La polemica nasce dalla dichiarazione di adesione ai valori antifascisti della Carta che gli espositori dovrebbero firmare per partecipare alla fiera romana della piccola e media editoria

by Redazione
14 Giugno 2026
in Cultura
Una imamgine di un evento che si è tenuto nell'edizione del 2025 della fiera della piccola editoria, Più Libri, Più Liberi

Il caso del “patentino antifascista” per gli editori di “Più libri più liberi” finisce dritto nel punto più delicato del dibattito pubblico italiano: dove passa il confine tra libertà culturale, regole di accesso e richiamo alla Costituzione.

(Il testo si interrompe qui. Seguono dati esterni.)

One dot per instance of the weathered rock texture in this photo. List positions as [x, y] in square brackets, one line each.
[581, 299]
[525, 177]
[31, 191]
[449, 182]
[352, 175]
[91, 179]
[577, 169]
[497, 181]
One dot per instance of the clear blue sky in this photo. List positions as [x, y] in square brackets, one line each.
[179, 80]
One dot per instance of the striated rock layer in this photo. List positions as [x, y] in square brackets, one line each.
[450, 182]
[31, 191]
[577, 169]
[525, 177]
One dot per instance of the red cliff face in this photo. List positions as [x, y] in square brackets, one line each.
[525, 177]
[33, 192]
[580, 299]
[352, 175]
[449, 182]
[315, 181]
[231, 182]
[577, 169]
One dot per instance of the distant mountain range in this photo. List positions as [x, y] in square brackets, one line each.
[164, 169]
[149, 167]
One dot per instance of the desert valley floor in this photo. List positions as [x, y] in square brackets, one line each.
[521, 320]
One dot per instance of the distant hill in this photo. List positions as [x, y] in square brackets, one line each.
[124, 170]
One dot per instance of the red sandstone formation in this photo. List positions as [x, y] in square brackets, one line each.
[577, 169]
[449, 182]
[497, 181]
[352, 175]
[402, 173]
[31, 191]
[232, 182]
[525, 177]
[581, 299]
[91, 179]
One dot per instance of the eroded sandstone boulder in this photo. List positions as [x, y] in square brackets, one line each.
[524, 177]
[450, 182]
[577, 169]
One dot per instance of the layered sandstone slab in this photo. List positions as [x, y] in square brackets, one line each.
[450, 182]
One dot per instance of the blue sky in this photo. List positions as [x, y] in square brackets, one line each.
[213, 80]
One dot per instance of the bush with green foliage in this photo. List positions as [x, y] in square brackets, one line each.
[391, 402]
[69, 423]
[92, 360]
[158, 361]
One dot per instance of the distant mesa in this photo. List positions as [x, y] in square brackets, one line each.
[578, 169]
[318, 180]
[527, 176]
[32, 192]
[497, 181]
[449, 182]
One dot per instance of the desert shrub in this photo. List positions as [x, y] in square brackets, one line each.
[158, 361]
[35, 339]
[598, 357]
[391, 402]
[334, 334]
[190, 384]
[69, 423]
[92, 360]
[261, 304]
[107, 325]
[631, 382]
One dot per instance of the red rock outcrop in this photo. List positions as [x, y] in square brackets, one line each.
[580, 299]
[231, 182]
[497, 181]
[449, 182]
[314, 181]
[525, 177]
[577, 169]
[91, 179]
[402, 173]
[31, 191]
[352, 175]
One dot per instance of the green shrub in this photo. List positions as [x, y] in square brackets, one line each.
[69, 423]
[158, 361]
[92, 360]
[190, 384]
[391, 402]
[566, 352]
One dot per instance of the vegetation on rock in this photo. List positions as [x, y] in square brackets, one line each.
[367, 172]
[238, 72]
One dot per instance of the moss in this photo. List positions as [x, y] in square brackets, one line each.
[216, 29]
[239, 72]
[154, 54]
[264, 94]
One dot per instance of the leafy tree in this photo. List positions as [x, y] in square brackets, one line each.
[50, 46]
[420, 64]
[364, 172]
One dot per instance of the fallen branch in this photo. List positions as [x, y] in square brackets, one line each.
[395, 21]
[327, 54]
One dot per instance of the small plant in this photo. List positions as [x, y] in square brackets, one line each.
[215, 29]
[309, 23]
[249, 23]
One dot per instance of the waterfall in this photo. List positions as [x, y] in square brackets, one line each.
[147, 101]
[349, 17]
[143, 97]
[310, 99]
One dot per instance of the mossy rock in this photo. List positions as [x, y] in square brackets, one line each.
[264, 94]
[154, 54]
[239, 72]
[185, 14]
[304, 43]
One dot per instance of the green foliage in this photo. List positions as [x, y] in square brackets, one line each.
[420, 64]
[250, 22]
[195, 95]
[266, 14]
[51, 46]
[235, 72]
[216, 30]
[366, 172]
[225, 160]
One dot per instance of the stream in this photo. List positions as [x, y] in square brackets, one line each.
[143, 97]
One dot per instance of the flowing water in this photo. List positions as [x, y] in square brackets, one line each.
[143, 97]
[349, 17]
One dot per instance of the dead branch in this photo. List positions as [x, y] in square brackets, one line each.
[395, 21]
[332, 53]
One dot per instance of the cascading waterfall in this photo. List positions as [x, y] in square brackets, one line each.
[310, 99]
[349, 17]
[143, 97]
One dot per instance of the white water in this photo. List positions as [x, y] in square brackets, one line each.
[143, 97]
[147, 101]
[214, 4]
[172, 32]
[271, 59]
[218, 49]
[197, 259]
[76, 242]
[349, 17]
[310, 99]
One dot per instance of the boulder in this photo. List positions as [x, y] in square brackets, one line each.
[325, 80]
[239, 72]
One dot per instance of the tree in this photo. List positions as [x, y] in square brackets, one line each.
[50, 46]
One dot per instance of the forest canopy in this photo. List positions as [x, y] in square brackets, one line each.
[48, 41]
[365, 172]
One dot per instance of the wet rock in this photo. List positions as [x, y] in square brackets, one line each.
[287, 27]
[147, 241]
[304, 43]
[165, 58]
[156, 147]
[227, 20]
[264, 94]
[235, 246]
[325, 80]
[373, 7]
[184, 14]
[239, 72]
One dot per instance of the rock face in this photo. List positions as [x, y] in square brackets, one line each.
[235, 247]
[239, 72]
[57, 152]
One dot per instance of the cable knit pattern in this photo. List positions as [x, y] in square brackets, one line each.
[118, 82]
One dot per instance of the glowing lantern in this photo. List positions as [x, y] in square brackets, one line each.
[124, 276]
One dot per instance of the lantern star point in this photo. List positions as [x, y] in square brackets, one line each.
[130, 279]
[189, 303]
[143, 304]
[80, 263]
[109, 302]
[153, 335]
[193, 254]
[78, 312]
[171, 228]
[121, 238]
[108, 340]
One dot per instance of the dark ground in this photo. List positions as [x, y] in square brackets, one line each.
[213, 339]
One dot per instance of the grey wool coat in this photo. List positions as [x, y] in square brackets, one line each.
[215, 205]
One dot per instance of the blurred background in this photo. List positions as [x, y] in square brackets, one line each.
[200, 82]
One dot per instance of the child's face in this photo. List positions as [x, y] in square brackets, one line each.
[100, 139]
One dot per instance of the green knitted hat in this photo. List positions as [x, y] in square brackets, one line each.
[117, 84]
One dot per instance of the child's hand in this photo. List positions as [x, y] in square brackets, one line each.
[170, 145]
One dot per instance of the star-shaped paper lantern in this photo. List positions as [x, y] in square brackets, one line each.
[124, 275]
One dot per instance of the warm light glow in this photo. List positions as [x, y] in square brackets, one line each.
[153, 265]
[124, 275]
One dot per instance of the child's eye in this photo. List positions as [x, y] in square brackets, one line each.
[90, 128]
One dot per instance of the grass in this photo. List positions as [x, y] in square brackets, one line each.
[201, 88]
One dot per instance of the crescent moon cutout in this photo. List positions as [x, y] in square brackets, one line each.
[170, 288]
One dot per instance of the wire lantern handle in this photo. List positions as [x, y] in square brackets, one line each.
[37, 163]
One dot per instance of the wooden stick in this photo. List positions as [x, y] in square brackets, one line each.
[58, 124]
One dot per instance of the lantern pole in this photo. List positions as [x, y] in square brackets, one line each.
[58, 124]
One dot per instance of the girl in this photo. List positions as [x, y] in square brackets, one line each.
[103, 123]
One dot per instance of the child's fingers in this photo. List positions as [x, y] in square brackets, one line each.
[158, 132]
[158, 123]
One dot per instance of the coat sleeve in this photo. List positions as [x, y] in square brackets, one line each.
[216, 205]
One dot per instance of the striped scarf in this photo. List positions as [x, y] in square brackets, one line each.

La polemica nasce dalla dichiarazione di adesione ai valori antifascisti della Carta che gli espositori dovrebbero firmare per partecipare alla fiera romana della piccola e media editoria.

ImagesLa presidente del Consiglio Giorgia Meloni ha attaccato la scelta parlando di censura. Le opposizioni e una parte del mondo progressista, invece, difendono il richiamo all’antifascismo costituzionale. Al di là dello scontro politico, resta la domanda di fondo: una fiera del libro può legare l’ingresso a un impegno ideologico preventivo, o così rischia di restringere proprio lo spazio che dovrebbe aprire?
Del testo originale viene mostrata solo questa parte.